13. Madakaripura Waterfall, East Java
Again from India, merchants introduced Islam into north Sumatra, from where it spread all over Indonesia.
14. Kerinci Seblat National Park, Sumatra
Into modern times, due to Europe’s growing demand for exotic spices such as ginger, cinnamon, nutmeg, mace and cloves, first the Portuguese and then the Dutch entered Indonesia and began to control trade, first privately and then with the help of their home governments.
15. Wayag Island, Raja Ampat
When the British seized dominance from the Dutch in 1811 they abolished slavery in Indonesia and divided the nation into administrative regions. But in 1816 the province was amicably returned back to the Dutch.
16. Borobudur Temple
Locals resisted the Dutch rule, but were largely unsuccessful. By the 20th century, however the Dutch began to treat the Indonesians more humanely, offering education. This education, however, inspired many to desire independence for themselves.
17. Tanah Lot Temple, Bali
When Germany took control of Holland during WWII the Japanese took the opportunity to invade Indonesia. In the beginning this pleased the locals, until they realized that the Japanese were much more brutal than the Dutch had been.
18. Valley of Mount Bromo, East Java
However, once again after the war Holland tried to seize control back.
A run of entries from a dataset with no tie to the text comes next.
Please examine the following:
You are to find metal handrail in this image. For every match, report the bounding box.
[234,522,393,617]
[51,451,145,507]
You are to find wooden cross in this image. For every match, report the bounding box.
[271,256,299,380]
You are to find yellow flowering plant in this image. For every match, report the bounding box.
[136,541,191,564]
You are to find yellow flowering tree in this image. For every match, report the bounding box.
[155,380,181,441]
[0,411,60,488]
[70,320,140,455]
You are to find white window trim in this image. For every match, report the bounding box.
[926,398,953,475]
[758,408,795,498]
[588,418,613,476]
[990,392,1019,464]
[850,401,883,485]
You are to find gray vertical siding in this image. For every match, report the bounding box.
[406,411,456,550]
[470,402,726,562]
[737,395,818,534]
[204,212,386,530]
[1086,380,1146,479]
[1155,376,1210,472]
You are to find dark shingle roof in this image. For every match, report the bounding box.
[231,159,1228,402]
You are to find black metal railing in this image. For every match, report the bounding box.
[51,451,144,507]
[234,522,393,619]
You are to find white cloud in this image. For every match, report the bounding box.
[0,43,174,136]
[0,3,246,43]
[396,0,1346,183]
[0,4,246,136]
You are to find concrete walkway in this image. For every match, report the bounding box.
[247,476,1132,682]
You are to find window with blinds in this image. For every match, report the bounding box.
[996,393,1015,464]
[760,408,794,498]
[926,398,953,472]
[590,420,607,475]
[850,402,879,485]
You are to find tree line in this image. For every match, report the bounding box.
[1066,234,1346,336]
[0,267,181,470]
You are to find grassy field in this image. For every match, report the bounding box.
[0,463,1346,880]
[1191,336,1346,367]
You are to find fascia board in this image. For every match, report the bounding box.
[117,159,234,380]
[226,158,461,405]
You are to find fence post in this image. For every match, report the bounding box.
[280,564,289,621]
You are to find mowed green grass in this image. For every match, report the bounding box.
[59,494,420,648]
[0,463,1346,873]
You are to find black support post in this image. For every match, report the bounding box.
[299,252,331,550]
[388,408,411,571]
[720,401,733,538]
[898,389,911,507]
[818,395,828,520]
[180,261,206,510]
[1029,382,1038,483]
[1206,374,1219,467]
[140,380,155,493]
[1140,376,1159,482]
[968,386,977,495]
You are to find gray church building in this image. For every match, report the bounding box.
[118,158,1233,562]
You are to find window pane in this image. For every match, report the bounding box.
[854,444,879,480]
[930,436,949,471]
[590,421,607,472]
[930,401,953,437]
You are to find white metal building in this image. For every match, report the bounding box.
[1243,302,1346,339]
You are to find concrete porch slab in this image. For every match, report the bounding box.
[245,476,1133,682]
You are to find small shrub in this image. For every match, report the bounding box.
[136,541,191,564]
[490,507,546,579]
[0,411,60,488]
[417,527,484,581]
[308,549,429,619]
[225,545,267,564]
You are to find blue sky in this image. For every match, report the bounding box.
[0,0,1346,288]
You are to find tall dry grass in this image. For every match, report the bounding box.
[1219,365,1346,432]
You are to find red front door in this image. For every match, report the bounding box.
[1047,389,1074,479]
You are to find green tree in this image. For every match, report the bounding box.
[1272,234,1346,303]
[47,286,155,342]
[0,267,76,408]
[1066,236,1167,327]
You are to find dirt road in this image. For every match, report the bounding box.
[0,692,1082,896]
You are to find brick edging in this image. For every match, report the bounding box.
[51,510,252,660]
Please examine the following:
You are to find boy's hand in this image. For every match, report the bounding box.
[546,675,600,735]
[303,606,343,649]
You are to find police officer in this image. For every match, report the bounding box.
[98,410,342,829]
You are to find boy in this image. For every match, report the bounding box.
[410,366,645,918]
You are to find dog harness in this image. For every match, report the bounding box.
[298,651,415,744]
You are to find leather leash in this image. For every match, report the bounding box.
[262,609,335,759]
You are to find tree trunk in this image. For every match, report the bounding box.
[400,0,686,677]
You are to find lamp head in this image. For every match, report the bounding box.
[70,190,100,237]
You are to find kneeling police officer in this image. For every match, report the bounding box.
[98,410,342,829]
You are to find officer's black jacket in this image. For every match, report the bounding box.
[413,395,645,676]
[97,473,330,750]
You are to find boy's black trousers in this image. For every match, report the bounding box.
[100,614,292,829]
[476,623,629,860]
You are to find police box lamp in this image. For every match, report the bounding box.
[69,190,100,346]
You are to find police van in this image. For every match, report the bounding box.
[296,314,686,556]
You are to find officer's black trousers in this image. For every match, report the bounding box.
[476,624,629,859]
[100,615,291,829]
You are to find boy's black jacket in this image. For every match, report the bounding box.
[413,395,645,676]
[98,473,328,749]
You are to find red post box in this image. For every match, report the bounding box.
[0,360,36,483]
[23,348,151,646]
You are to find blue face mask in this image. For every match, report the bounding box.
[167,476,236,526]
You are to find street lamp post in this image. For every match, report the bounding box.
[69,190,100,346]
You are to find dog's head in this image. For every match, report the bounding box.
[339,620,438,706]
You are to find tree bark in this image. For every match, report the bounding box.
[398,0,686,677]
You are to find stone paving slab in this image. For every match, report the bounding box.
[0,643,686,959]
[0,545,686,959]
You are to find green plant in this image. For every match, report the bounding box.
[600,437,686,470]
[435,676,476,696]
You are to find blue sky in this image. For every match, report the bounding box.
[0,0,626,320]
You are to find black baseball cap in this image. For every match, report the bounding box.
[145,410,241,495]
This time a new power put a spanner in the works. The USA roundly condemned Holland's actions and sought independence for Indonesia. Britain was worn out and offered little assistance to the Dutch.
19. Ijen volcano crater lake, East Java
In 1949 (though the 1945 proclamation of Independence is officially recognized today) Indonesia became independent, as the rise of the USA saw the end of the age of imperialism.
20. Blue flame at Kawah Ijen
After many disastrous post war fluctuations between democracy, dictatorships and communism, Indonesia has found it hard to take itself out of poverty. Though today, in the twenty-first century, the economy is growing and signs are good, particularly thanks to the recent tourism boom, which looks like it will continue well into the future thanks to marvelous pictures like these!